ConvNeXt Detection Models (Faster R-CNN style)

Object detection models combining a ConvNeXt backbone with a Feature Pyramid Network (FPN) and the Faster R-CNN detection head. The architecture mirrors model_fasterrcnn_resnet50_fpn(), with the ResNet backbone replaced by ConvNeXt variants. The design follows the paper A ConvNet for the 2020s.

Available Models

model_convnext_tiny_detection()
model_convnext_small_detection()
model_convnext_base_detection()

Backbone Performance (ImageNet-1k)

Accuracy metrics reflect backbone classification performance only. Detection head weights are randomly initialized and must be fine-tuned on task-specific labelled data before meaningful predictions are produced.

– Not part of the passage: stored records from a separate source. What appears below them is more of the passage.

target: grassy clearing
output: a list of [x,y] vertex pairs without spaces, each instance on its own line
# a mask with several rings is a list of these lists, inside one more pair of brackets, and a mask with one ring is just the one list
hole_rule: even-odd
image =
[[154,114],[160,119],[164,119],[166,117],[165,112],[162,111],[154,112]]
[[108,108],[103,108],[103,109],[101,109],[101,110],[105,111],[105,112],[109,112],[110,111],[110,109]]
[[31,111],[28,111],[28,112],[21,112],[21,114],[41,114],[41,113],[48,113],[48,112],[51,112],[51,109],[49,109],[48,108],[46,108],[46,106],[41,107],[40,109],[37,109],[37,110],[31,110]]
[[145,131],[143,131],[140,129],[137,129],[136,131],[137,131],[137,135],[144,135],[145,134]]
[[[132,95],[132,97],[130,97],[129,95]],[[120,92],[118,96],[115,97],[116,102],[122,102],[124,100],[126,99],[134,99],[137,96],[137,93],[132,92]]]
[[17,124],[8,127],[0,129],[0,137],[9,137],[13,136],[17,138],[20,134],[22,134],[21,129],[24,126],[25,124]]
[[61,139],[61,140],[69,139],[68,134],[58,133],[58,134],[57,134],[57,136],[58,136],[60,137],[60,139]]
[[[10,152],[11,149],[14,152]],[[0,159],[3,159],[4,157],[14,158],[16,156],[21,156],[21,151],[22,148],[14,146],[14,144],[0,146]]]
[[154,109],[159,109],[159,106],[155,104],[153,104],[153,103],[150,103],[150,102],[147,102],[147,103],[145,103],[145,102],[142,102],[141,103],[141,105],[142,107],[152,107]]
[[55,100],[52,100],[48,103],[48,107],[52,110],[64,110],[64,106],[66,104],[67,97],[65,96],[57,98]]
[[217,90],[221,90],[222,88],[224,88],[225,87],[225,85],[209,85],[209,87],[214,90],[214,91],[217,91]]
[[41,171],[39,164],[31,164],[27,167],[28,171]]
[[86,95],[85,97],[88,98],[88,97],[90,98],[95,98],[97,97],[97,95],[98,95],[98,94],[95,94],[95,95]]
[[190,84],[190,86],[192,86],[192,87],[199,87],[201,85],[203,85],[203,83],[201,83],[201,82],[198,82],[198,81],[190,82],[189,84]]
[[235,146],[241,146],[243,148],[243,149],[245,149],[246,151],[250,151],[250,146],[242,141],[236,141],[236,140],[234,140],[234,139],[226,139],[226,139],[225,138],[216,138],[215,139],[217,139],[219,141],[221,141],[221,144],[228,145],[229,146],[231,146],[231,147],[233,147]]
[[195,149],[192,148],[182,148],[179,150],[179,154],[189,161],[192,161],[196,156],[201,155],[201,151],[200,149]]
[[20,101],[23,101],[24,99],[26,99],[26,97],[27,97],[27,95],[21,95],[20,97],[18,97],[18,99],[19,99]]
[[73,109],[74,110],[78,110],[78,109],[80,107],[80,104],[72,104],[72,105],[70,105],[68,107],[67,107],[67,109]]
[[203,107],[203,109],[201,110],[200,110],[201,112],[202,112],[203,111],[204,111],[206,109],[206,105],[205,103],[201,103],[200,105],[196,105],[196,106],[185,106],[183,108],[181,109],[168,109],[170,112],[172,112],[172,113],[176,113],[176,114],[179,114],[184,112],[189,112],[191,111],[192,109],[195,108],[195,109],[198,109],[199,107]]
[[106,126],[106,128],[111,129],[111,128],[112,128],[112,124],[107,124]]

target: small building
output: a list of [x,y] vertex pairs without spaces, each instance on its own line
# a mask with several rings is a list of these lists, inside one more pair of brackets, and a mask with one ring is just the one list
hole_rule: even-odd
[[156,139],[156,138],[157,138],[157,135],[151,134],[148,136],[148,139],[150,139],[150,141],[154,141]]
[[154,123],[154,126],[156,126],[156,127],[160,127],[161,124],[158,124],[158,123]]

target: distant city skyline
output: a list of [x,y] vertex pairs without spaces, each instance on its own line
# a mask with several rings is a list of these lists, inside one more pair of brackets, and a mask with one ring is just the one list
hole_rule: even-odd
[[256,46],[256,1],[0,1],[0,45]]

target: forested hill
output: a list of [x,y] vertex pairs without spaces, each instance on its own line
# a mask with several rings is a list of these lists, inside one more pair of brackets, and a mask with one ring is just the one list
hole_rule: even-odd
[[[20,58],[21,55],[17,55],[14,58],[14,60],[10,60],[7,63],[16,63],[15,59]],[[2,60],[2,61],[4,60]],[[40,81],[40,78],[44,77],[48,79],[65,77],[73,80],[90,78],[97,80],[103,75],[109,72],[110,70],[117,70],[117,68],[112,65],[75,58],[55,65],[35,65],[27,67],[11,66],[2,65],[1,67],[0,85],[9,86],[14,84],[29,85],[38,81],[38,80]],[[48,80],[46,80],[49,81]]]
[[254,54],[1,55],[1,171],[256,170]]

| Model                             | Top-1 Acc | Top-5 Acc | Params  | GFLOPS | File Size | Backbone Weights              | Notes                    |
|-----------------------------------|-----------|-----------|---------|--------|-----------|-------------------------------|--------------------------|
| model_convnext_tiny_detection     | 82.5%     | 96.1%     | 28.6M   | 4.46   | 109 MB    | IMAGENET1K_V1                 | Tiny backbone, FPN head  |
| model_convnext_small_detection    | 83.6%     | 96.7%     | 50.2M   | 8.68   | 192 MB    | IMAGENET1K_V1 (22k pretrain)  | Small backbone, FPN head |
| model_convnext_base_detection     | 84.1%     | 96.9%     | 88.6M   | 15.36  | 338 MB    | IMAGENET1K_V1                 | Base backbone, FPN head  |

FPN Channel Configuration

Each ConvNeXt variant produces four feature maps (C2–C5) fed into the FPN. Channel widths differ between Tiny/Small and Base:

| Variant | FPN in_channels          | FPN out_channels |
|---------|--------------------------|------------------|
| Tiny    | c(96, 192, 384, 768)     | 256              |
| Small   | c(96, 192, 384, 768)     | 256              |
| Base    | c(128, 256, 512, 1024)   | 256              |

Weights Selection

All variants use IMAGENET1K_V1 backbone weights by default (supervised ImageNet-1k).
The Small variant backbone (model_convnext_small_22k) was additionally pretrained on ImageNet-22k prior to fine-tuning on ImageNet-1k.
Detection head weights are randomly initialized — bounding-box predictions are meaningless without fine-tuning on labelled detection data.
Set pretrained_backbone = TRUE to load ImageNet backbone weights.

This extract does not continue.